Untuk membuat masakan bagi ratusan orang, tentu melibatkan pekerjaan yang sangat banyak, kata Jeannette. "Tapi itu hobi," katanya lagi, dan menambahkan sambil tertawa, "Dulu-dulu ga bisa masak, sekarang bisa." Anaknya juga selalu mendorong agar dia mencoba hal baru.
Ketika ditanya, anaknya senang memasak juga, ia berkata, putranya tidak bisa masak, dan putrinya masih coba-coba, tapi masakan Indonesia belum bisa. "Mereka senang makan," katanya, "tapi saya yang musti bikin."
Menurut Jeannette, suaminya juga tidak bisa memasak, tapi bersedia membantu, misalnya membakar sate. Anaknya yang laki-laki juga jadi manajernya. "Dia punya ide banyak sekali. Saya yang musti ausführen [melaksanakan]," tuturnya sambil tertawa lagi.
Cinta dengan memasak
Menurut Jeannette, masakan Indonesia belum dikenal di Jerman. Dulu, bisnisnya bernama "Warung Indonesia". Tapi karena nama itu, orang Jerman banyak yang merasa heran. Mereka tidak membaca "warung," melainkan Warnung yang dalam bahasa Jerman berarti peringatan. Jadi orang Jerman yang melihat nama itu kerap bertanya kepada dia, mengapa mereka harus diberikan peringatan terhadap Indonesia, dan Jeannette biasanya menjelaskan bagaimana warung yang bisa ditemukan di mana-mana di Indonesia.
Sampai akhirnya putranya mengganti nama "Warung Indonesia" menjadi Mama Kocht für Dich yang artinya ibu memasak untuk kamu. "Biar bagaimana, memang mamak-mamak, kan ya, yang selalu masak buat orang-orang," tuturnya sambil tertawa lagi.

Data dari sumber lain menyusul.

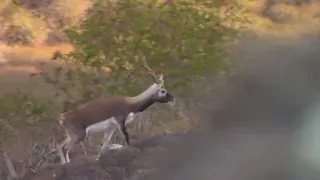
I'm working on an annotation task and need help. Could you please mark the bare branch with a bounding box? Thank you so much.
[51,51,61,60]
[2,152,18,180]
[27,144,57,174]
[18,141,58,179]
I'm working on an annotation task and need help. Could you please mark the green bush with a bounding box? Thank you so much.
[0,0,239,143]
[44,0,237,111]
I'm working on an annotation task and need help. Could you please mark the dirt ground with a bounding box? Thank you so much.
[0,43,73,93]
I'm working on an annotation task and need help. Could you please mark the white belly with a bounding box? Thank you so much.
[85,118,117,135]
[85,112,136,135]
[125,112,135,125]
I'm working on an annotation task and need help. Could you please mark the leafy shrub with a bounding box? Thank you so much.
[41,0,237,111]
[0,0,239,151]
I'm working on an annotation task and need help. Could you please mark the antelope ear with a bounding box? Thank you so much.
[158,74,164,81]
[158,79,164,87]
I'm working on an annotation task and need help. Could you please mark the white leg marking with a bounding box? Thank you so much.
[80,142,88,155]
[85,118,115,134]
[58,136,71,165]
[85,118,120,155]
[113,119,125,139]
[57,146,67,165]
[66,153,70,163]
[99,114,135,155]
[108,144,124,149]
[125,112,136,125]
[85,115,136,158]
[99,125,117,155]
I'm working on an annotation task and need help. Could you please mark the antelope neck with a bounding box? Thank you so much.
[136,98,156,112]
[129,83,159,112]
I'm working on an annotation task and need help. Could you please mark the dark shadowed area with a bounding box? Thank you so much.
[25,34,320,180]
[150,34,320,180]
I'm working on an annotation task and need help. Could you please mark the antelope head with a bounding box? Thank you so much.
[140,59,176,107]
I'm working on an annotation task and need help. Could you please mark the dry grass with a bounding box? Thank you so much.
[0,0,92,95]
[0,0,11,13]
[0,43,74,93]
[1,2,48,44]
[0,43,73,62]
[236,0,320,37]
[0,0,92,45]
[49,0,93,28]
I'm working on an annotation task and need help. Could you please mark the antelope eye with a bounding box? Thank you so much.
[160,90,166,93]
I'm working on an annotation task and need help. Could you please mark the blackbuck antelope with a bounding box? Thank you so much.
[57,60,176,165]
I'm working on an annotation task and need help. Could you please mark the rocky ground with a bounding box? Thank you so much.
[23,133,191,180]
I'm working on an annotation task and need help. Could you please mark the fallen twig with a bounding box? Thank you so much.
[2,151,18,180]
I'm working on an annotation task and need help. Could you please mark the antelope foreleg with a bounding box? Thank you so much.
[99,127,117,155]
[115,119,130,146]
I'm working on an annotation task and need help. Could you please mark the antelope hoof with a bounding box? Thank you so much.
[109,143,124,149]
[96,156,100,161]
[131,134,139,140]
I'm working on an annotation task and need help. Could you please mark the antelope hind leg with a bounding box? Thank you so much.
[57,136,71,165]
[65,138,78,163]
[57,147,67,165]
[80,142,88,155]
[65,130,86,163]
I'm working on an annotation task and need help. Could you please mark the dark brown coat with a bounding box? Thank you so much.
[60,96,135,129]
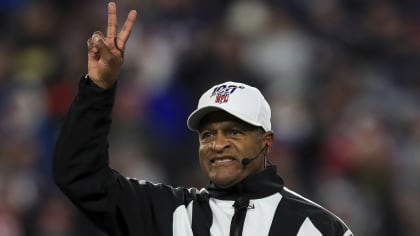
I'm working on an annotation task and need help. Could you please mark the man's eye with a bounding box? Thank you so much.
[228,129,241,136]
[200,132,213,140]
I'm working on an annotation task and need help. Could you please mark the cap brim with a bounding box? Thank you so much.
[187,106,263,131]
[187,106,220,131]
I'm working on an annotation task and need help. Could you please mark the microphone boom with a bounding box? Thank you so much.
[241,144,268,167]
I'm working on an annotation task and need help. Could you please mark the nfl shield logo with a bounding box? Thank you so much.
[215,92,229,103]
[210,84,244,104]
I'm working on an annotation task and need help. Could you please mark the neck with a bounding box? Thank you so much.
[207,166,284,200]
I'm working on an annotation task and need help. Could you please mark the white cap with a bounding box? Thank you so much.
[187,81,271,131]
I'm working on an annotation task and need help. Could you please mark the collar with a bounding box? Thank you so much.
[206,166,284,200]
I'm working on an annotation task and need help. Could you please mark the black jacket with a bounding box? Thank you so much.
[53,77,353,236]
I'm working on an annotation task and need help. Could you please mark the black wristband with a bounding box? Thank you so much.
[114,37,124,57]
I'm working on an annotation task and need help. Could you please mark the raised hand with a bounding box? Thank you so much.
[87,2,137,89]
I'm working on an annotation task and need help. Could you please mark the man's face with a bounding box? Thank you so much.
[198,111,273,188]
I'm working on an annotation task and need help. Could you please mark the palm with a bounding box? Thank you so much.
[88,38,122,85]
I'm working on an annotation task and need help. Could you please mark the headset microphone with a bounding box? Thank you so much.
[241,143,269,167]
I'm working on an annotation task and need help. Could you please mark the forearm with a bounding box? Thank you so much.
[53,75,116,199]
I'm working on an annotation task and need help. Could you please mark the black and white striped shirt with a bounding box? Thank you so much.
[53,77,353,236]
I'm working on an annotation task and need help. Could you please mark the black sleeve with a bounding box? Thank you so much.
[52,76,190,236]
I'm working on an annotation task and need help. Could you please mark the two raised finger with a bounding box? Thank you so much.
[107,2,137,51]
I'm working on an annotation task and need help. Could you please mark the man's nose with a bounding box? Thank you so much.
[211,134,230,151]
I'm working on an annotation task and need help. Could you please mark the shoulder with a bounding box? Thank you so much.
[279,187,353,235]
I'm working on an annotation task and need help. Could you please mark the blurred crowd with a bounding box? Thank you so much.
[1,0,420,235]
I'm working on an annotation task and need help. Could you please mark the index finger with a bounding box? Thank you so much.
[117,10,137,45]
[107,2,118,38]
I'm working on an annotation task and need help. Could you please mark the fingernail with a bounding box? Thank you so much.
[93,36,99,42]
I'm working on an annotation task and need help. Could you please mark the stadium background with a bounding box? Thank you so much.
[0,0,419,235]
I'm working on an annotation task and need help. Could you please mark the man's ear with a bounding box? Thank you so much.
[263,131,274,151]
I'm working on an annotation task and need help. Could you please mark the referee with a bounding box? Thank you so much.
[53,2,353,236]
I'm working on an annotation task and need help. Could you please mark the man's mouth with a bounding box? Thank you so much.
[211,157,235,164]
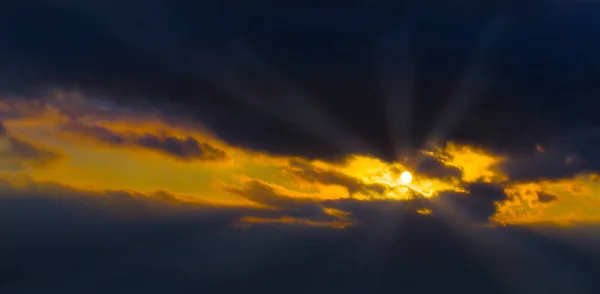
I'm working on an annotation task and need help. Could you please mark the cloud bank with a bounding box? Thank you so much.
[1,2,600,293]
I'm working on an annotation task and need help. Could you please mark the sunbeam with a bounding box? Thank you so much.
[193,47,373,156]
[2,3,599,293]
[374,19,417,162]
[225,39,375,154]
[429,195,585,293]
[421,15,511,157]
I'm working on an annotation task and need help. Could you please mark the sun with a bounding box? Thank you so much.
[400,171,413,184]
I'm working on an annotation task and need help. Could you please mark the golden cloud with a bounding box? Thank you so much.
[2,92,600,227]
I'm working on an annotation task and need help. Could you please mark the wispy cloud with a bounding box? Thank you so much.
[62,121,228,161]
[0,121,62,171]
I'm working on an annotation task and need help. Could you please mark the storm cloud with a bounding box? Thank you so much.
[0,1,598,164]
[2,1,600,293]
[1,176,599,293]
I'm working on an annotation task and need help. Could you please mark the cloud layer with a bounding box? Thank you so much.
[1,1,599,161]
[1,173,600,293]
[1,74,600,294]
[1,93,599,226]
[1,2,600,293]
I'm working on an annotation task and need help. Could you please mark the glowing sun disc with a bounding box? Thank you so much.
[400,171,413,184]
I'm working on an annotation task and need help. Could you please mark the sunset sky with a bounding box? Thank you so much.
[2,93,599,227]
[1,1,600,293]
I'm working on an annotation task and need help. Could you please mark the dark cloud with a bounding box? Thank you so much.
[498,128,600,181]
[414,154,463,179]
[62,122,228,161]
[1,176,600,293]
[437,182,509,223]
[1,1,598,164]
[285,159,386,196]
[0,121,62,168]
[0,176,207,218]
[321,181,509,224]
[223,179,335,222]
[0,122,7,136]
[136,134,227,161]
[2,137,61,164]
[537,191,558,203]
[62,122,126,145]
[1,2,600,292]
[324,197,430,227]
[225,176,507,225]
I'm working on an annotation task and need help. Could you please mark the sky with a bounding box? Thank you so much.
[1,1,600,293]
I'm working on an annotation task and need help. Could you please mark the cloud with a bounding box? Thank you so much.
[222,174,508,226]
[223,179,337,222]
[0,121,62,170]
[136,133,227,161]
[320,181,509,225]
[1,175,600,293]
[62,122,126,144]
[0,122,7,136]
[5,95,600,226]
[0,175,209,217]
[437,182,509,223]
[1,4,600,291]
[285,159,386,197]
[1,2,598,163]
[3,93,600,226]
[61,122,228,161]
[493,175,600,225]
[498,128,600,181]
[1,137,61,164]
[536,191,558,203]
[414,154,464,179]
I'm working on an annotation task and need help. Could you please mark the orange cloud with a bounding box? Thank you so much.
[2,92,600,228]
[425,142,507,183]
[494,173,600,225]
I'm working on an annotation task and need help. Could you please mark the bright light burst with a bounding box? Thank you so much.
[367,168,435,198]
[400,171,413,184]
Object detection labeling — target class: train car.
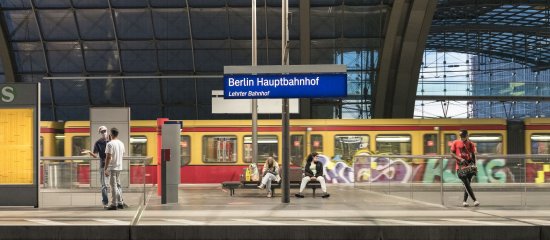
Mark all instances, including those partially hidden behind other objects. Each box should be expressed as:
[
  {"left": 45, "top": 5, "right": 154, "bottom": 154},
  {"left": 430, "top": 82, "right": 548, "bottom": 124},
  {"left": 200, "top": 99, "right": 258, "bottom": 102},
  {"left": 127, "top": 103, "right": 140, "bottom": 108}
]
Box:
[
  {"left": 179, "top": 118, "right": 508, "bottom": 183},
  {"left": 524, "top": 118, "right": 550, "bottom": 183},
  {"left": 39, "top": 121, "right": 64, "bottom": 157},
  {"left": 59, "top": 118, "right": 512, "bottom": 184}
]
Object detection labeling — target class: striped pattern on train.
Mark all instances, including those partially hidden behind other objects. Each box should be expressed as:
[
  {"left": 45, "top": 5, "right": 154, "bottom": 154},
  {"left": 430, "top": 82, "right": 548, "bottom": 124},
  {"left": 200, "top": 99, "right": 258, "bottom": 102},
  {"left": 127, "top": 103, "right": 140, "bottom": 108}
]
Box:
[{"left": 39, "top": 118, "right": 550, "bottom": 183}]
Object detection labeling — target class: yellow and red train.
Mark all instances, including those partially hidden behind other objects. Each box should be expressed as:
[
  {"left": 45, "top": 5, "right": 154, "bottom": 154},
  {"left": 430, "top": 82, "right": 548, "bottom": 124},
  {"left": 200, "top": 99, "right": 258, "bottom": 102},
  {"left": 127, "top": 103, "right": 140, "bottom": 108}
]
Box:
[{"left": 39, "top": 118, "right": 550, "bottom": 183}]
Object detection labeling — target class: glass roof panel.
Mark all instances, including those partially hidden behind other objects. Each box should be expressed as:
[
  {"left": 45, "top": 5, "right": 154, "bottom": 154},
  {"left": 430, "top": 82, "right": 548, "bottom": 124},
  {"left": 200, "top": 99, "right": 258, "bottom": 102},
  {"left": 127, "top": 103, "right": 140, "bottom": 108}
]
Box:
[
  {"left": 37, "top": 10, "right": 79, "bottom": 41},
  {"left": 152, "top": 8, "right": 190, "bottom": 39},
  {"left": 75, "top": 9, "right": 115, "bottom": 40},
  {"left": 3, "top": 10, "right": 40, "bottom": 41},
  {"left": 114, "top": 9, "right": 154, "bottom": 40}
]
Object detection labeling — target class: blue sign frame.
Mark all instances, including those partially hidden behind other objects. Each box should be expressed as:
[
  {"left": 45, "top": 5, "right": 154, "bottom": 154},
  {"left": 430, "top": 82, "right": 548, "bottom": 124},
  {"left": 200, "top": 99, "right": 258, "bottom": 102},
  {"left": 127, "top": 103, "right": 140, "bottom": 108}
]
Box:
[{"left": 224, "top": 73, "right": 347, "bottom": 99}]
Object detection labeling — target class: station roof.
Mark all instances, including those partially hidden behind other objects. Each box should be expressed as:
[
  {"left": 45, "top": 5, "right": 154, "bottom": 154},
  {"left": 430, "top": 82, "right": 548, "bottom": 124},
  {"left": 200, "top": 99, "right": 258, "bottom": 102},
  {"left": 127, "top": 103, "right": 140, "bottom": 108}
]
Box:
[{"left": 0, "top": 0, "right": 547, "bottom": 120}]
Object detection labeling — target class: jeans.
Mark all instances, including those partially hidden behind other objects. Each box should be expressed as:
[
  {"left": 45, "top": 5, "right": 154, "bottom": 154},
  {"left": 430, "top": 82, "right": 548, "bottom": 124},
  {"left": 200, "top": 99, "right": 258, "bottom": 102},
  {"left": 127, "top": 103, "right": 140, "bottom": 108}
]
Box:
[
  {"left": 299, "top": 176, "right": 327, "bottom": 193},
  {"left": 459, "top": 174, "right": 477, "bottom": 202},
  {"left": 99, "top": 168, "right": 109, "bottom": 205},
  {"left": 108, "top": 170, "right": 124, "bottom": 206},
  {"left": 261, "top": 173, "right": 277, "bottom": 193}
]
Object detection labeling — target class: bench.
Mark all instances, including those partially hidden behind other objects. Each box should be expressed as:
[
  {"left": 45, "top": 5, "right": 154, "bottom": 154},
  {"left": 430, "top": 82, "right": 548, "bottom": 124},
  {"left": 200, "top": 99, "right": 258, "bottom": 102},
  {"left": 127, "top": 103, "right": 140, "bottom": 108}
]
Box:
[{"left": 221, "top": 168, "right": 322, "bottom": 196}]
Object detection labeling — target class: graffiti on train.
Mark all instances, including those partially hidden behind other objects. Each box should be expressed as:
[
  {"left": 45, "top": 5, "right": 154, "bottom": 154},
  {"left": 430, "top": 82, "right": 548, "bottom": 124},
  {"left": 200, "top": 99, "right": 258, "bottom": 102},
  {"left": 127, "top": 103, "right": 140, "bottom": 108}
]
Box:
[
  {"left": 353, "top": 157, "right": 517, "bottom": 183},
  {"left": 315, "top": 154, "right": 520, "bottom": 184}
]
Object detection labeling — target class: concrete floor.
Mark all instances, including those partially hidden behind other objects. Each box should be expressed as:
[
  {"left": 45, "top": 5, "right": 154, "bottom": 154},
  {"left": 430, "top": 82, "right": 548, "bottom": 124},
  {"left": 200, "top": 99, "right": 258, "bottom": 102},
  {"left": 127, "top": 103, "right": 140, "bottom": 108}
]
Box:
[{"left": 1, "top": 184, "right": 549, "bottom": 227}]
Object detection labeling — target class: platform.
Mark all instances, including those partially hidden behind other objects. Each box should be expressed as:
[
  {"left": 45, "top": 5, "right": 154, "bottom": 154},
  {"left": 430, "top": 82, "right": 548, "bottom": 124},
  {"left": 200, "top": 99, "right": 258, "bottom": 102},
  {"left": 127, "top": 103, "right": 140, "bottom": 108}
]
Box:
[{"left": 0, "top": 184, "right": 550, "bottom": 240}]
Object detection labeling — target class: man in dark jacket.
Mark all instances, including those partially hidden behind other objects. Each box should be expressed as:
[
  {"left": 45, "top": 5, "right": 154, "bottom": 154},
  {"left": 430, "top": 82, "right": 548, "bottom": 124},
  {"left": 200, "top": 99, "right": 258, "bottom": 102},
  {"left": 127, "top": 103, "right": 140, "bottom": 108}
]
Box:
[
  {"left": 295, "top": 152, "right": 330, "bottom": 198},
  {"left": 83, "top": 126, "right": 109, "bottom": 208}
]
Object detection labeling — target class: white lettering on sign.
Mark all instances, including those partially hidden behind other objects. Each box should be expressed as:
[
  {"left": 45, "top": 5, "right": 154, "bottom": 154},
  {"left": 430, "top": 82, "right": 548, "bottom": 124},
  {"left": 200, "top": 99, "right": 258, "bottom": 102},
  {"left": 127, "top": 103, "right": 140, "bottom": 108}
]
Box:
[
  {"left": 228, "top": 77, "right": 254, "bottom": 87},
  {"left": 1, "top": 86, "right": 15, "bottom": 103}
]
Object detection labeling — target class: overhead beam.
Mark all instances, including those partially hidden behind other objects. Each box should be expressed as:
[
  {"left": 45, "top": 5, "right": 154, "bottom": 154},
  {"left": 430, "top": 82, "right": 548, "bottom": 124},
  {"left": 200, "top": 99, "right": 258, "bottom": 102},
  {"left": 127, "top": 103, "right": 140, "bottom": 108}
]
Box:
[
  {"left": 416, "top": 95, "right": 550, "bottom": 101},
  {"left": 374, "top": 0, "right": 438, "bottom": 118},
  {"left": 0, "top": 10, "right": 16, "bottom": 82}
]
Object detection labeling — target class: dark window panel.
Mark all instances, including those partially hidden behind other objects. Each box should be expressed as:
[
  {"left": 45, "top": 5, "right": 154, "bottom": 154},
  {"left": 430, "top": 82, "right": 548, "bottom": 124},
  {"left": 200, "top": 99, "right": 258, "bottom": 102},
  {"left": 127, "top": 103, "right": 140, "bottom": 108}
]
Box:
[
  {"left": 34, "top": 0, "right": 71, "bottom": 8},
  {"left": 3, "top": 10, "right": 40, "bottom": 41},
  {"left": 110, "top": 0, "right": 147, "bottom": 8},
  {"left": 88, "top": 78, "right": 124, "bottom": 105},
  {"left": 162, "top": 79, "right": 195, "bottom": 104},
  {"left": 38, "top": 10, "right": 79, "bottom": 41},
  {"left": 129, "top": 105, "right": 162, "bottom": 120},
  {"left": 40, "top": 106, "right": 54, "bottom": 121},
  {"left": 120, "top": 41, "right": 157, "bottom": 72},
  {"left": 0, "top": 0, "right": 31, "bottom": 9},
  {"left": 124, "top": 78, "right": 161, "bottom": 104},
  {"left": 52, "top": 79, "right": 88, "bottom": 105},
  {"left": 76, "top": 9, "right": 115, "bottom": 40},
  {"left": 45, "top": 42, "right": 84, "bottom": 73},
  {"left": 12, "top": 42, "right": 47, "bottom": 73},
  {"left": 189, "top": 8, "right": 228, "bottom": 39},
  {"left": 152, "top": 9, "right": 190, "bottom": 39},
  {"left": 114, "top": 9, "right": 153, "bottom": 40},
  {"left": 187, "top": 0, "right": 225, "bottom": 8},
  {"left": 72, "top": 0, "right": 109, "bottom": 8},
  {"left": 83, "top": 41, "right": 120, "bottom": 72},
  {"left": 165, "top": 106, "right": 196, "bottom": 120},
  {"left": 149, "top": 0, "right": 185, "bottom": 7},
  {"left": 56, "top": 106, "right": 89, "bottom": 121}
]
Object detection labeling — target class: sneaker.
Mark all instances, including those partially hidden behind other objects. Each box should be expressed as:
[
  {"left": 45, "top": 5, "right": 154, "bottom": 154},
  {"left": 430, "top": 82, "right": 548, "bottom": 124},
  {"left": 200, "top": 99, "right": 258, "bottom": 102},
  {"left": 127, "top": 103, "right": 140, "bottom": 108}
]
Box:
[
  {"left": 117, "top": 204, "right": 124, "bottom": 209},
  {"left": 462, "top": 202, "right": 469, "bottom": 207},
  {"left": 295, "top": 193, "right": 304, "bottom": 198},
  {"left": 321, "top": 193, "right": 330, "bottom": 198},
  {"left": 106, "top": 205, "right": 117, "bottom": 210},
  {"left": 103, "top": 204, "right": 110, "bottom": 209},
  {"left": 267, "top": 192, "right": 272, "bottom": 198},
  {"left": 474, "top": 201, "right": 480, "bottom": 207},
  {"left": 258, "top": 184, "right": 265, "bottom": 189}
]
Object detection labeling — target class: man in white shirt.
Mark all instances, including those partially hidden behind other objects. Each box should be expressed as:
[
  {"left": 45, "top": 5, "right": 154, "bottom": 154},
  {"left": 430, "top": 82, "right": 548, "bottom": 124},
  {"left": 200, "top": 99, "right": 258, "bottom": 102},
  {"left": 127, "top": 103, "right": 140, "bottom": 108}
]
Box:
[{"left": 104, "top": 127, "right": 126, "bottom": 210}]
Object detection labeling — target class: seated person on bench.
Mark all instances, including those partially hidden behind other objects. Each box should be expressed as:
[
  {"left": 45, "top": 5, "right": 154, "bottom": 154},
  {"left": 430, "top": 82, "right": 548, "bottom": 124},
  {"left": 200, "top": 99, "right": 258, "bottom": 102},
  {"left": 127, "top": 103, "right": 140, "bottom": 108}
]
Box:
[
  {"left": 295, "top": 152, "right": 330, "bottom": 198},
  {"left": 258, "top": 157, "right": 280, "bottom": 198}
]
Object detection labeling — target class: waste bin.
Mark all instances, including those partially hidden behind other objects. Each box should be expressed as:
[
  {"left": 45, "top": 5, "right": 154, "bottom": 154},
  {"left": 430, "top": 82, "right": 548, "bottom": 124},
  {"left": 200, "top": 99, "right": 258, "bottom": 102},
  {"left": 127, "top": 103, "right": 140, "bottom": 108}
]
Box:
[{"left": 45, "top": 162, "right": 77, "bottom": 188}]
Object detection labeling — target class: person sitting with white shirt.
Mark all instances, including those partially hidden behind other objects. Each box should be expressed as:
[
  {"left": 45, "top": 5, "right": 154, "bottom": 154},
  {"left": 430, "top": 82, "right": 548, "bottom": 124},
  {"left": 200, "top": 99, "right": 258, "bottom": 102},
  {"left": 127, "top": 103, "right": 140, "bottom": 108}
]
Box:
[{"left": 295, "top": 152, "right": 330, "bottom": 198}]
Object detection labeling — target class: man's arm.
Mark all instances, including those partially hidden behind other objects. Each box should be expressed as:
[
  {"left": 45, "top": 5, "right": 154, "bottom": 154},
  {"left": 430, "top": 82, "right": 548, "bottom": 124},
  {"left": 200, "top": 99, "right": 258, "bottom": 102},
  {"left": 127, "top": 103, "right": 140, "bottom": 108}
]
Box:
[{"left": 104, "top": 153, "right": 111, "bottom": 176}]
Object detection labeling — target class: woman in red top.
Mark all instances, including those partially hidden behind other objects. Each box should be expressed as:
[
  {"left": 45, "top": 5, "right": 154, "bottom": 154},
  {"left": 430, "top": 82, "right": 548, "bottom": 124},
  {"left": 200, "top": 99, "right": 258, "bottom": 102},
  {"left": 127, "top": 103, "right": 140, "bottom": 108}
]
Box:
[{"left": 450, "top": 129, "right": 480, "bottom": 207}]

Ia bercerita, ia biasanya melewatkan Natal di Jerman dan Belanda secara bergantian. Jika berada di Belanda, dia biasanya masak bagi seluruh keluarga besar di restoran milik kakaknya. Jika mereka kakak beradik bersama keluarga masing-masing berkumpul, biasanya sampai 50 orang. "Saya memang ada Liebe [kecintaan] buat memasak," ujarnya.
Menanggapi tantangan di negeri orang
Jeannette mengemukakan, sebagai orang Indonesia, jika berhadapan dengan orang Jerman, hampir sama dengan orang Belanda. Harus berani berbicara, dan menyatakan pendapat. Dia kerap mengatakan kepada perempuan lain yang juga orang Indonesia, "Kamu musti maju. Kita kan bukan bodoh. Yang kamu pikirkan, keluarkan aja, jangan takut."
Dia juga bersedia menolong perempuan Indonesia lain yang merasa segan untuk meminta bantuan, dan tidak mendapat sokongan memadai dari suami mereka yang orang Jerman. Jeannette selalu mendorong perempuan-perempuan lain untuk berani. "Kita orang Indonesia bukan bodoh. Kamu harus bangga jadi orang Indonesia. Jangan diinjak!" begitu selalu ia tegaskan. Untuk perempuan lain yang belum pernah berjualan makanan di acara-acara di Jerman, dia mengajarkan bagaimana caranya dan apa saja yang harus diperhatikan, misalnya harus memiliki surat kesehatan.
Menanggapi perang yang terus berkecamuk di Ukraina dia mengatakan tidak suka. "Kita kan sama-sama manusia, kenapa musti pake perang-perang? Kenapa musti bunuh-bunuh orang?" Dia juga menyesali karena sebagai dampak perang, harga bahan bakar menjadi sangat tinggi. "Wah, rasanya yang dipukul rakyat kaya' kita. Yang setengah mati kita," ujar Jeannette. Tapi secara umum dia memandang masa depan dengan positif. "Denk einfach positif [berpikir positif saja]," kata Jeannette yang sudah bermukim di Jerman selama 37 tahun.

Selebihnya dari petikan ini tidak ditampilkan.